Nunca podré olvidar la emoción que sentí cuando Juan Eduardo me contó que acababa de leer una de mis novelas. Era la noche de un 5 de enero y nos habíamos encontrado en la cocina de la casa de una amiga común, que siempre nos cita en esa fecha para invitarnos a sopas de ajo. Yo ya le conocía. Habíamos coincidido en actos políticos y reuniones literarias, pero apenas había hablado con él porque su presencia me imponía demasiado. Hasta que aquella noche, a instancias de Felicidad, su mujer, fue él quien se dirigió a mí, y ya no recuerdo qué me encontré en el salón de mi casa al día siguiente. He olvidado todos los regalos que recibí ese año menos aquel, tan bueno que nadie lo habría podido comprar, tan especial que nunca me habría atrevido a pedirlo. Pues si la has leído, le dije, ya te habrás dado cuenta de que te estabas leyendo a ti mismo… Al escucharme, Juan Eduardo sonrió, con esa sonrisa suya que habría podido parecer pobre, pequeña, si no hubiera sabido sonreír con los ojos antes que con los labios.

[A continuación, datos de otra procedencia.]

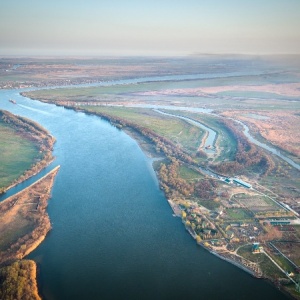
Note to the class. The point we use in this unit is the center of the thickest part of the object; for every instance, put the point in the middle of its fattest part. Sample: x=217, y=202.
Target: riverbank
x=34, y=133
x=19, y=281
x=24, y=222
x=121, y=124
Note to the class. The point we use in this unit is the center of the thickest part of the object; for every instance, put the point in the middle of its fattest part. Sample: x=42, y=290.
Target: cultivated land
x=237, y=200
x=32, y=149
x=26, y=148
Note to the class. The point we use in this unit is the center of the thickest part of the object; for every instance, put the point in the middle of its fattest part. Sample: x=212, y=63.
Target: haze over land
x=170, y=27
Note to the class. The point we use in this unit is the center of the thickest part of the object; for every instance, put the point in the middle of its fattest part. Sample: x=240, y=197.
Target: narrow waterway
x=114, y=236
x=211, y=134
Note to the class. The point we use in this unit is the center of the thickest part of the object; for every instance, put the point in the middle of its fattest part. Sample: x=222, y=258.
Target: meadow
x=17, y=155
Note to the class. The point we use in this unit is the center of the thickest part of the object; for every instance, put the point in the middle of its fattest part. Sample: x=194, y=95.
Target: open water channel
x=114, y=236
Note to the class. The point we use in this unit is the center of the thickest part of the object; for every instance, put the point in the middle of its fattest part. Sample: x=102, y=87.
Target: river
x=114, y=236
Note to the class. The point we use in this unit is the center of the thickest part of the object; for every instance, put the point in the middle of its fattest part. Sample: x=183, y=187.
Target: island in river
x=237, y=200
x=228, y=198
x=24, y=222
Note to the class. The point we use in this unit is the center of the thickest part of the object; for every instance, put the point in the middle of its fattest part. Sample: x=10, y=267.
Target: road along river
x=114, y=236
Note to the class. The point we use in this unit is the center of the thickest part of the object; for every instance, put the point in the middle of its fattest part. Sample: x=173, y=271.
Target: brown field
x=280, y=128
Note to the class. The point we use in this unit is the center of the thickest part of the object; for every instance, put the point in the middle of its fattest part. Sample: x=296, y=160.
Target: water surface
x=114, y=236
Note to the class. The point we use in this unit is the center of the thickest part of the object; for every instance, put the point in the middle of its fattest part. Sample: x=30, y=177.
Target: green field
x=225, y=141
x=180, y=132
x=17, y=155
x=238, y=214
x=189, y=174
x=268, y=268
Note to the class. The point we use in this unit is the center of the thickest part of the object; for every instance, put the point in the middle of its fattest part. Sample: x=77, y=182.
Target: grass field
x=189, y=174
x=270, y=270
x=225, y=141
x=17, y=155
x=238, y=214
x=178, y=131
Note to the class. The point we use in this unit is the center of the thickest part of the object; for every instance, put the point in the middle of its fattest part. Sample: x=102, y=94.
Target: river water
x=114, y=236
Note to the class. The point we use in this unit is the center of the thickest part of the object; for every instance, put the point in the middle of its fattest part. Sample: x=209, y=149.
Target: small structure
x=256, y=248
x=230, y=234
x=242, y=183
x=279, y=222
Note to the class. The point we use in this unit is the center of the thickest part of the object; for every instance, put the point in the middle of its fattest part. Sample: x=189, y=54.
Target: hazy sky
x=149, y=27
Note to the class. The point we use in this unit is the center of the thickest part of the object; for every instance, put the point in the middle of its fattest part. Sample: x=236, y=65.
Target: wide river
x=114, y=236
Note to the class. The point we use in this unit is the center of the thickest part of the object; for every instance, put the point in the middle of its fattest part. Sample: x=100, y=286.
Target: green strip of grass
x=178, y=131
x=17, y=155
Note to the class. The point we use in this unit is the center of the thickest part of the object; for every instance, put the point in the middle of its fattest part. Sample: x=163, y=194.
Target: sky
x=149, y=27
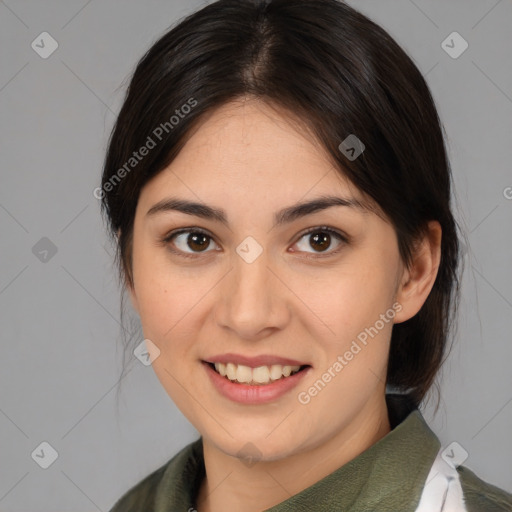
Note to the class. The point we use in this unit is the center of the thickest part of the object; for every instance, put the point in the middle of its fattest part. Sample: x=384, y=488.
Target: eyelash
x=319, y=229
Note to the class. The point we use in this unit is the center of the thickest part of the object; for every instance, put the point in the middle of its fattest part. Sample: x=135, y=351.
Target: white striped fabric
x=442, y=491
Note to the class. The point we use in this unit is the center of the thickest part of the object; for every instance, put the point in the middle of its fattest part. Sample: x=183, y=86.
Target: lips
x=255, y=361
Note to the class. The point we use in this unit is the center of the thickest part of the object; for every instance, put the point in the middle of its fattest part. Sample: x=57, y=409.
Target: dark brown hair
x=340, y=74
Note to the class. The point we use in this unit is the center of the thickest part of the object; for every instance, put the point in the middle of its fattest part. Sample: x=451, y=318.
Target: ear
x=418, y=280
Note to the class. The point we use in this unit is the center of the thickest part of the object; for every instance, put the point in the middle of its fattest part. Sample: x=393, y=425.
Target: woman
x=279, y=191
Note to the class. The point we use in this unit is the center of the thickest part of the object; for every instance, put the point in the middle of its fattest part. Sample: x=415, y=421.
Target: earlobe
x=418, y=280
x=133, y=297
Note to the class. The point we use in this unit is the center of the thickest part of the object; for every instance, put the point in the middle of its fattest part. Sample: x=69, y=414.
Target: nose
x=253, y=301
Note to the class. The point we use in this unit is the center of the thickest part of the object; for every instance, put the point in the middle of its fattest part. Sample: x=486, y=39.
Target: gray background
x=61, y=352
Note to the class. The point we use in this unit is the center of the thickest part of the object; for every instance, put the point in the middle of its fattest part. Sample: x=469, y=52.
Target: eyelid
x=340, y=235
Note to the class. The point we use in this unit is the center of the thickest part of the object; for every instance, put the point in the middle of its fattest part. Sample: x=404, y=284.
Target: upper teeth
x=259, y=375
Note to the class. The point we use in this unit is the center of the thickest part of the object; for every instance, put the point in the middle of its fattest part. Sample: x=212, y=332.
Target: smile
x=261, y=375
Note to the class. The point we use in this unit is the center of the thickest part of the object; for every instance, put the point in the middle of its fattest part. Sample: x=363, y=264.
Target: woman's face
x=255, y=289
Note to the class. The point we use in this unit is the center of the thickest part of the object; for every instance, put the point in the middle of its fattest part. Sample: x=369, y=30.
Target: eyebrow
x=284, y=216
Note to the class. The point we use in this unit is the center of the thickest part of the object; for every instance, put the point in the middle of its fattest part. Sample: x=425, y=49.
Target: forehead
x=250, y=153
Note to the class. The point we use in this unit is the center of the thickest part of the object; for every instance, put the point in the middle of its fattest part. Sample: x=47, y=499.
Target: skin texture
x=295, y=300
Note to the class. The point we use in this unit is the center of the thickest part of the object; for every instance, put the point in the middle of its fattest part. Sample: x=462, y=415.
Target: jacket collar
x=389, y=475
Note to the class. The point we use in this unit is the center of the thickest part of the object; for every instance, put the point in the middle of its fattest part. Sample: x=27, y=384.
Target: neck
x=232, y=485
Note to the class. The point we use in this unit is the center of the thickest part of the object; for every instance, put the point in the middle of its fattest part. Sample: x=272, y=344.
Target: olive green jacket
x=405, y=471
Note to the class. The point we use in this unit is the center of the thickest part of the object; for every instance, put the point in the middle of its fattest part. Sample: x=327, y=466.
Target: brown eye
x=189, y=242
x=320, y=240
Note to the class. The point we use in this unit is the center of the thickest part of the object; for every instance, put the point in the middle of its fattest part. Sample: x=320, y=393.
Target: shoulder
x=481, y=496
x=142, y=495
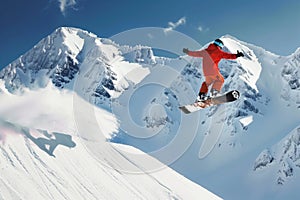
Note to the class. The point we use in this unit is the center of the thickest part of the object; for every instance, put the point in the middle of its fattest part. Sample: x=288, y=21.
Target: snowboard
x=224, y=98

No le estaba mintiendo. No habría podido escribir sobre lo que significaron casi tres años de Guerra Civil en la vida cotidiana de los habitantes de la ciudad donde Juan Eduardo Zúñiga nació cuatro décadas y un año antes que yo sin recordar en cada palabra Largo noviembre de Madrid, La tierra será un paraíso y Capital de la gloria. Porque esa espléndida trilogía de libros de relatos fija para siempre un temblor y una temperatura, la incertidumbre y la avidez de unas madrileñas mucho más fuertes, más trágicas y sólidas al mismo tiempo que los hombres entre los que se mueven, unas mujeres insospechadamente vivas. Eso fue lo primero que me impactó cuando leí por primera vez los cuentos de Zúñiga, una imagen que de entrada me pareció errónea, hasta tal punto nos habían bombardeado a todos con arquetipos falsos de perdedoras pobrecitas, de perdedores muertos en vida, paralizadas ellas en su propia miseria ignorante, congelados ellos en su fatal desgracia miserable. Al leer relatos como Rosa de Madrid, mi mirada cambió para siempre. La joven modistilla, alegre protagonista de una inocente letra de chotis o romanza de zarzuela, que se transforma ante la destrucción de su ciudad, del único mundo que conoce, el destino de sus sueños, de su futuro truncado, para buscar emoción, la sombra de un amor imposible, en encuentros sexuales en los que se entrega a desconocidos, me pareció mucho más verdadera, más interesante, más conmovedora e intensa que cualquiera de las estereotipadas víctimas que había conocido hasta entonces.

Luis Mateo Díez siempre dice que Rosa de Madrid es el mejor relato, el cuento más perfecto que ha producido la literatura española en largas décadas. Yo tuve la dicha de unirme a él, y a Manuel Longares, en una especie de “equipo de homenajes a Zúñiga”, que en los últimos años me dio la oportunidad de hablar y de escribir sobre la admiración que siento por su obra. También por su persona. Porque Juan Eduardo Zúñiga era un hombre admirable, que integraba una admirable pareja con Felicidad Orquín. Para mí no sólo fue un referente literario, sino también vital, político y cívico; un modelo de lo mejor que fue capaz de producir este país en sus peores años, un ejemplo de integridad, de combatividad sin rencor, de inteligencia y pasión por lo que amaba. Escucharle hablar de su deslumbramiento adolescente por la literatura rusa a través de la obra de Iván Serguéievich Turguénev, y tuve la dicha de lograrlo más de una vez, es uno de los privilegios que nunca podré pagarle a la literatura.

Pero no quiero escribir de Juan Eduardo Zúñiga en pasado, porque para mí nunca dejará de estar vivo. Así quiero recordarle hoy, en la vida inmortal de sus relatos.